Payoff is limited as sect issues notes

Boston Globe/May 5, 2002
By David Pitt

Vedic City, Iowa -- If Walt Disney World can make Disney Dollars and Club Med can print its own currency, then this Iowa town founded by practitioners of Transcendental Meditation figured it, too, could make its own money.

The Raam Mudra, as the colorful notes are called, began circulating last month in this city incorporated last year by 125 followers of the Maharishi Mahesh Yogi, the Beatles' guru and founder of the the meditation movement.

The currency has achieved a little consciousness-raising about Vedic City. But it has not created the wider monetary harmony some had hoped for.

The idea in creating the money was to promote the city - a collection of onion-dome buildings set amid farmland about 100 miles from Des Moines - and its plans for a theme park devoted to world peace and the magic tricks of the late Doug Henning, an illusionist and Transcendental Meditation practitioner.

The currency originally was intended to be used only in Vedic City, but thousands of meditators live in Fairfield, a town of 8,700 people two miles away, and began to circulate the Raam. Bob Wynne, Vedic City's mayor, asked businesses throughout Jefferson County to consider using the new money.

But only Maharishi University of Management, which operates in Fairfield with more than 700 students, and a few businesses run by meditators accept the bills.

County supervisors passed a resolution requiring homeowners to pay their property taxes in dollars, just in case anyone got the idea of using Raam.

''We decided that we're not a bank - that the function of exchanging money should be at a bank,'' said county Supervisor Steve Burgmeier.

The First National Bank in Fairfield initially agreed to exchange Raam for dollars but pulled out after a few weeks. Steve Cracker, the bank's president, said the First National did not want to get stuck holding worthless Raam.

Vedic City can legally make its own money, as long as it does not replicate US currency, and people are free to use it. But Secret Service agent Chuck Hull warned: ''Anybody that uses it, does it at their own risk.''

The Raam Mudra is named for the ancient Indian prince whose image appears on the notes. The bills also feature Sanskrit messages of peace and prosperity, a cow and a wish-fulfilling tree.

One Raam is worth $10. The one-Raam note is green, the five-Raam note blue and the 10-Raam bill, worth $100, orange-yellow. The notes are printed in the Netherlands by the company that makes the euro.
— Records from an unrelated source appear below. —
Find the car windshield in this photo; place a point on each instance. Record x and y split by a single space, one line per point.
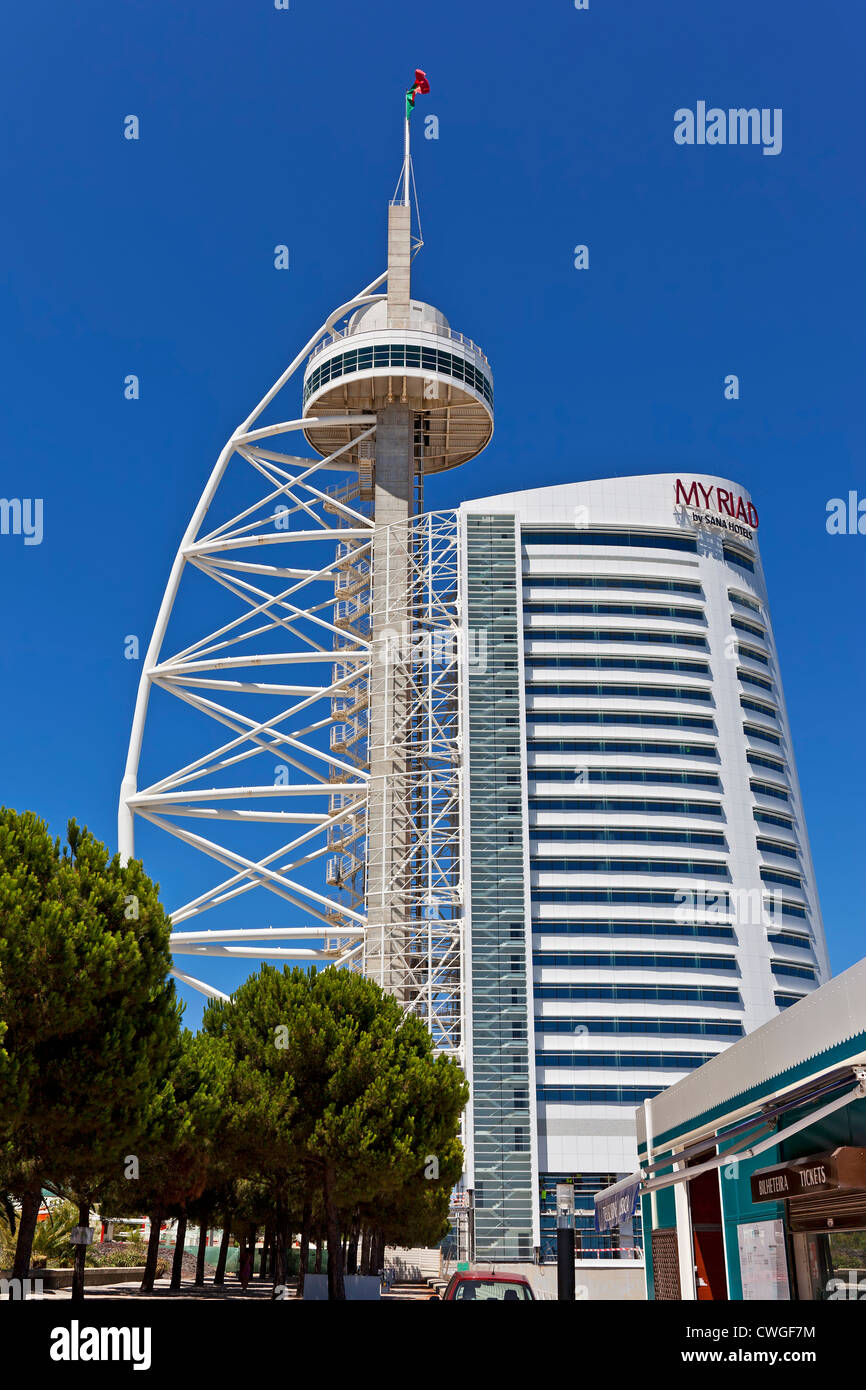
480 1289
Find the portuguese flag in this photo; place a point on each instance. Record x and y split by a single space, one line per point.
420 85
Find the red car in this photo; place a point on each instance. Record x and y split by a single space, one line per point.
483 1286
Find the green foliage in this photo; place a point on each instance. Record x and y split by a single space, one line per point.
331 1083
91 1016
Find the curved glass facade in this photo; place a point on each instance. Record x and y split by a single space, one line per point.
665 876
401 357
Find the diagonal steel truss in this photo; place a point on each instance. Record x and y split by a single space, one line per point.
282 688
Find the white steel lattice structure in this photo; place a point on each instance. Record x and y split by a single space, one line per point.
332 670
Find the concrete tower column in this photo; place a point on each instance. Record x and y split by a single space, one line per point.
387 818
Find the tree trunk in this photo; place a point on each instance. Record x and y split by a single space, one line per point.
31 1201
78 1268
177 1264
153 1251
337 1290
266 1250
352 1247
366 1243
281 1222
202 1248
224 1244
303 1254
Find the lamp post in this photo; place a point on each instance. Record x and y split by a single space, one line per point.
565 1241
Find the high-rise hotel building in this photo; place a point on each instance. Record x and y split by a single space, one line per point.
640 887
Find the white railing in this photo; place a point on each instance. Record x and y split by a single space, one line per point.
385 334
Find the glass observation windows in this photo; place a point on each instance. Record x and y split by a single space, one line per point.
744 601
622 716
740 558
699 930
558 688
623 745
649 993
617 805
708 868
634 1061
566 606
602 581
399 356
627 834
620 663
590 634
656 1027
578 535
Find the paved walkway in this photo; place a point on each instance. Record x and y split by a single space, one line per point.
231 1290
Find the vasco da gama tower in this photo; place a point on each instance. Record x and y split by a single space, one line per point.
524 762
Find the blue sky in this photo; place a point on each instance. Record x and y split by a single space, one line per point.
263 127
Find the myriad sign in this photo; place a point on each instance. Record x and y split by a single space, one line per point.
616 1205
844 1168
711 506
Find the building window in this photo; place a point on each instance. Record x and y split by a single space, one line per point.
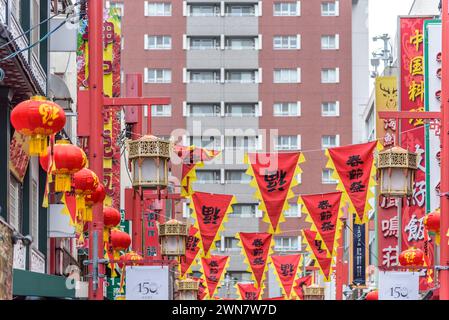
285 9
287 143
286 42
158 76
329 42
213 143
237 177
208 176
286 244
204 43
204 110
286 109
240 10
240 43
329 109
34 211
241 143
330 75
240 76
286 76
245 210
204 76
329 141
293 211
204 10
240 110
161 110
326 177
158 42
329 8
15 201
159 9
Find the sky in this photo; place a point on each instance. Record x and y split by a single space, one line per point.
383 19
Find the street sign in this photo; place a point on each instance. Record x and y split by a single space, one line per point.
396 285
147 283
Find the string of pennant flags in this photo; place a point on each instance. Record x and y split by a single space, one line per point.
273 181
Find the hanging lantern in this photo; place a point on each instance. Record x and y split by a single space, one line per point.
412 257
432 222
67 160
397 168
188 289
172 236
38 118
111 218
86 183
372 295
149 157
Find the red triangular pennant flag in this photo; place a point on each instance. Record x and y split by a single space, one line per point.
274 174
324 210
286 268
256 247
210 210
318 252
192 249
353 165
213 271
299 290
247 291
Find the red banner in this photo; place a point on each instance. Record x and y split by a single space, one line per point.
286 269
192 249
274 176
256 248
414 234
213 272
299 289
191 158
324 212
353 166
247 291
319 254
210 211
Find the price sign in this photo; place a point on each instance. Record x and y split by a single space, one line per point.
147 283
398 285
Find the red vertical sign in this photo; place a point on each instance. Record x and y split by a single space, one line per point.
413 135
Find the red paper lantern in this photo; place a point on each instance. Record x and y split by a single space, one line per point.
432 221
120 240
372 295
86 183
38 118
111 217
67 160
412 257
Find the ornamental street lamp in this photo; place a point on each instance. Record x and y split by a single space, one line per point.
149 157
172 236
397 168
188 289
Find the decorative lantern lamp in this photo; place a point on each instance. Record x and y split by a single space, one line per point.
38 118
372 295
397 168
149 157
86 183
188 289
172 236
68 159
412 257
313 292
111 218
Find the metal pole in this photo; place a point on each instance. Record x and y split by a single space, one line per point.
444 245
95 37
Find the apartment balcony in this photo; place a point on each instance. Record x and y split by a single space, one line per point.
23 72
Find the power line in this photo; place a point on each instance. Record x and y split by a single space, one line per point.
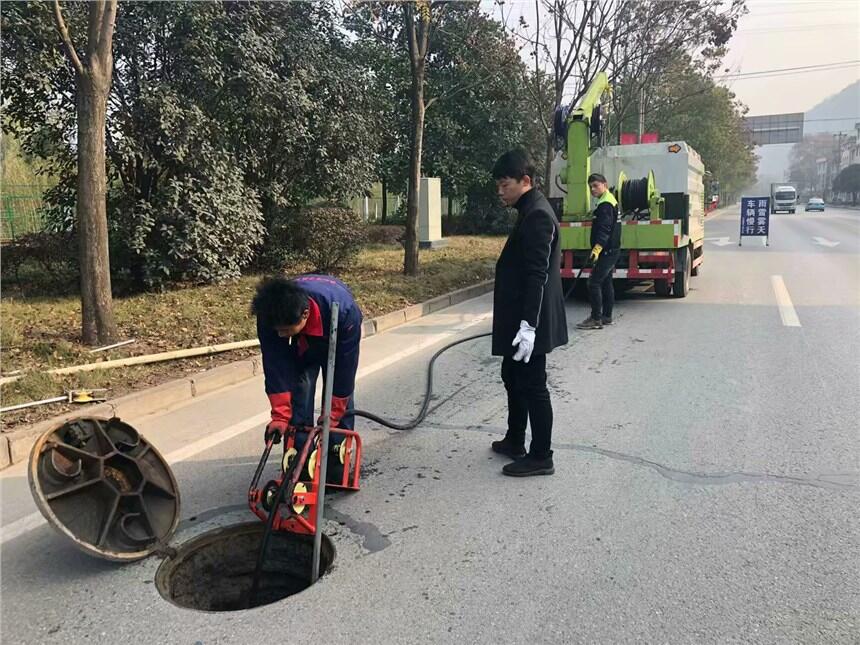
797 70
812 27
834 118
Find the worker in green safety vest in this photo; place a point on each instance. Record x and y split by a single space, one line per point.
605 249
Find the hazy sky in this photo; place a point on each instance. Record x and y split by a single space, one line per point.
776 34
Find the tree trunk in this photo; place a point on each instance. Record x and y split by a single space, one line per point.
98 325
410 261
384 199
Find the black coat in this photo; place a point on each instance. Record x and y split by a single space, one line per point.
528 280
605 229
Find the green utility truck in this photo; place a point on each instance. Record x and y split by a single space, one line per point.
662 211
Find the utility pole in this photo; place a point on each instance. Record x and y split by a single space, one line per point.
837 161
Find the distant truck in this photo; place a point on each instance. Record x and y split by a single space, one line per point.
783 197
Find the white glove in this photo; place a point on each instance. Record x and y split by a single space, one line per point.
525 338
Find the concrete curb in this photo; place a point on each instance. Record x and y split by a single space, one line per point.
15 446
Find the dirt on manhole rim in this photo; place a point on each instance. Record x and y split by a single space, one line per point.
214 571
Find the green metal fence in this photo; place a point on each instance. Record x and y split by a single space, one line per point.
21 211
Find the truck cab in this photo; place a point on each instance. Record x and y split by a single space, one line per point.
783 198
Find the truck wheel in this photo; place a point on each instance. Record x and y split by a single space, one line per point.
682 278
696 271
576 288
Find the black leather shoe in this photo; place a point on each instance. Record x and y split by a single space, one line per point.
528 466
505 447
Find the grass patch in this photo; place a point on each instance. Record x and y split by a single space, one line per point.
38 334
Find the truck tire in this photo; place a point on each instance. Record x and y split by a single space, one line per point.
663 288
578 289
682 278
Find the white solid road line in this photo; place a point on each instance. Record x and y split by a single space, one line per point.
783 300
823 241
34 520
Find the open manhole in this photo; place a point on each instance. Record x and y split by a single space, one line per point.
214 571
107 490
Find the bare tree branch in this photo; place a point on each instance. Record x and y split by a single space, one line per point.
106 31
67 40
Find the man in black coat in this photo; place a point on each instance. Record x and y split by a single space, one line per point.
528 315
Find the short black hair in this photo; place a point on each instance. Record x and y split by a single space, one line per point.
279 302
514 164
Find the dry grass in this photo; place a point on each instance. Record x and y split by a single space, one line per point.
42 333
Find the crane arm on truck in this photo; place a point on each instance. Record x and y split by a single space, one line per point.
578 132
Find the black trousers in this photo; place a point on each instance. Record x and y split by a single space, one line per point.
600 290
528 400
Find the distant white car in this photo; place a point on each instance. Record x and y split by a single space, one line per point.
815 204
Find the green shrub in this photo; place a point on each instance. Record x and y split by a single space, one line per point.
326 236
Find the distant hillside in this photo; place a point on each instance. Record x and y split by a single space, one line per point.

Mark Welch, who runs the Radio Shack in Fairfield, accepts Raam. So does meditator Mel Sauerbeck, owner of a Fairfield photo studio. Stores connected to the meditation movement exchange the bills among themselves in the course of business.

The Vedic City Hall serves as an exchange service for those who want to change dollars to Raam.

Rogers Badgett, Vedic City mayor pro tem, said the bills could prove to be collector's items.

''We're excited about the excitement it's creating,'' he said. ''We've had calls from all across the country from people who want to buy it or see it.''

The Maharishi first brought his followers to Iowa in 1974 and caused a stir among the farmers and business owners. The meditators bought the trim red brick campus of bankrupt Parsons College in Fairfield. Within months, hundreds of people were assembling on campus for twice-daily meditation sessions.

Last year, university officials began tearing down original campus buildings - some on the National Register of Historic Places - to make room for new buildings facing east, to improve health and mental well-being.

But the neighbors and the meditators have learned to coexist.

''There are some things we agree to disagree on,'' Burgmeier said.